Aujourd’hui, le Portugal ne pêche presque plus de morue, mais il reste le plus grand consommateur mondial par habitant. Le pays importe principalement sa morue de Norvège et d’Islande. Malgré les évolutions économiques et alimentaires, le Bacalhau conserve une place centrale dans la culture portugaise.

La filière est cependant soumise à de fortes pressions. La réforme des quotas de pêche instaurée par l’Union européenne impose des limites strictes aux captures afin de préserver les stocks. Par ailleurs, les importations massives, notamment de morue russe transformée via des pays tiers comme la Norvège, exposent l’industrie portugaise à une concurrence souvent jugée déloyale.

Dans ce contexte, la morue incarne à nouveau un enjeu de souveraineté, non plus maritime, mais économique et alimentaire. Le maintien des unités de transformation, la valorisation des méthodes traditionnelles (salage traditionnel, Bacalhau de cura tradicional) et la pression exercée sur l’Union européenne pour rééquilibrer les règles du commerce, traduisent la volonté de préserver non seulement un patrimoine culinaire, mais aussi une filière industrielle nationale.

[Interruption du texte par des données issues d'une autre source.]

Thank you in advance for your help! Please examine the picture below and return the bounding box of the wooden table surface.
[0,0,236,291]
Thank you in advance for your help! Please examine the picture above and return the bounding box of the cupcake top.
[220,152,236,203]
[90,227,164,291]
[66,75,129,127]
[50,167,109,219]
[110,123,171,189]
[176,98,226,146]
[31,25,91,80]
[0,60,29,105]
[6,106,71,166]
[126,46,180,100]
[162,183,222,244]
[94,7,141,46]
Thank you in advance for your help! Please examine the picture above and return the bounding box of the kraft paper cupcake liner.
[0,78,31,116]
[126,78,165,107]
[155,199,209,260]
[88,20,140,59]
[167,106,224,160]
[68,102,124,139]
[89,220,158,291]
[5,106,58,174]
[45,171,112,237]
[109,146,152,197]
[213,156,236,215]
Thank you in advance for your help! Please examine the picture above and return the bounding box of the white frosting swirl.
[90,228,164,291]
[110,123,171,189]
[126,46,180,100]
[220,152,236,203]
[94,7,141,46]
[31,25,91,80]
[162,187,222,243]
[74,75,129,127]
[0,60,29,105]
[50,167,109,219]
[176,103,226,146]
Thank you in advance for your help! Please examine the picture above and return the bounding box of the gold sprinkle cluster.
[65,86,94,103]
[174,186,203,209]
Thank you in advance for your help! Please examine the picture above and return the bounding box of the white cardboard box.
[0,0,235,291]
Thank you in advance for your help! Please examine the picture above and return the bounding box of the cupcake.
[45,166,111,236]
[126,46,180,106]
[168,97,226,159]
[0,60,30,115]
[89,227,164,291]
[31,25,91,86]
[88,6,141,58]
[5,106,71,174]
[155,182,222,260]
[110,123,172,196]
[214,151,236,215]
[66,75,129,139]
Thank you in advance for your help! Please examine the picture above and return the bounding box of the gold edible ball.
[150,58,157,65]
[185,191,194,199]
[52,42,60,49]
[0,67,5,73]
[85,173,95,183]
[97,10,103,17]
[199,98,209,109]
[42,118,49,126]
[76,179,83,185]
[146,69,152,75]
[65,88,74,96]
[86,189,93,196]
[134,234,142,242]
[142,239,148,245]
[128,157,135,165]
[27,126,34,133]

Ce combat contemporain, moins spectaculaire que les grandes expéditions d’autrefois, pourrait pourtant déterminer l’avenir du «fidèle ami» dans les assiettes et dans l’identité portugaise.

Cultiver l’amour du Bacalhau ne suffit pas à restaurer l’autonomie perdue. Pour beaucoup, l’histoire de la morue au Portugal est le symbole d’une grandeur passée, mêlée de nostalgie, de saudade, d’injustices historiques et d’un déséquilibre entre mémoire collective et réalité économique.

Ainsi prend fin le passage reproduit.